La ciudad que amanece, la más amada por el insomne, tiene rituales que van más allá del camión de basura, del taxi a la espera en el mismo portal o del vecino desinquieto que limpia el cristal de su coche con su paño de microfibra. La unión de todos esos momentos en uno solo da lugar a una cierta seguridad: no ha pasado nada durante la noche, las obligaciones y manías siguen ahí, inalterables. Pasa la chica de las gafas de sol pese a la oscuridad; el repartidor del agua va dejando las cajas de las garrafas frente a las fachadas; el empleado compra su café intragable para llevarlo a la oficina; las dependientas del supermercado dan las últimas caladas a sus cigarrillos; el elevador de la obra se pone en marcha con puntualidad prusiana y el pintor empieza a mover el rodillo; la puerta del garaje emite al abrirse el mismo sonido que hace una década; la máquina para cortar el césped lleva en volandas al operario... Debe ser algo parecido a una parte importante de la vida. El resto va por dentro, en procesión semioculta. Aún no me he encontrado a nadie capaz de suspender este mecanismo tan bien ensamblado y ordenado. Es el tejido humano, una corriente vital donde el sobresalto no es lo habitual. El engranaje puede sufrir alteraciones. Un día desaparece una pieza y no pasa nada. Dos días o tres ya es preocupante. Ello no quita que surja una baja por la que nadie pregunta. Sucede. A veces pasan meses y hasta años. Su descubrimiento expande el miedo: le puede ocurrir a cualquiera. Convertirse en una ambigüedad: está o no está; se quedó o salió; se fue o volvió; nadó y no regresó; entró y no abrió más.

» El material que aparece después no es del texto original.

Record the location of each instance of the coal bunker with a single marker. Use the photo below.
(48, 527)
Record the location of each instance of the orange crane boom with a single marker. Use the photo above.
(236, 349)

Esto no es un inventario sobre permanencias y ausencias, aunque tiene algo. El señor V forma parte del tejido humano, está siempre a la misma hora en el mismo lugar: un banco de hormigón de la Avenida Marítima donde duerme, se asea la cara con una botella de agua, se cambia de ropa y donde saca todas sus pertenencias para luego doblarlas cuidadosamente e introducirlas en los bolsos que lleva. Finalizada la labor, las coloca en un carro para desplazarse con limitada facilidad de un punto a otro punto de la ciudad, preferentemente a la esquina del periódico, donde se sienta -en el borde del parterre, a lado del buzón- junto a sus pocas pertenencias a oír una radio que ha burlado con creces la obsolescencia programada. A una hora indeterminada de la tarde, antes de que se encienda el alumbrado público, retorno al frente marítimo. Comienza el rito de todos los días: desalojar una vez más sus enseres, si se pueden llamar así, preparar la cama y echarse a dormir. Lo mismo todas las noches. De madrugada, mientras pasan de un lado a otro bicicletas, patinetes y paseantes que inhalan yodo, él se entrega al ejercicio de mostrar la desnudez de su pobreza, que, con toda probabilidad tendrá una explicación de cara a las estadísticas o a las investigaciones sociales. Los entresijos de su precariedad son soportables para el tejido humano. Sobre el maltrecho físico del señor V caen cataratas de acontecimientos diarios (de la UE, del Parlamento, de la Nasa, de la ONU...) que se deslizan sobre su vestimenta para caer, finalmente, en el suelo. Allí, alrededor de su botas hambrientas, forman una especie de piscina artificial a la quiere tirarse desde un trampolín, sobre todo para asearse de arriba a abajo. Cuando mete las piernas está vacía.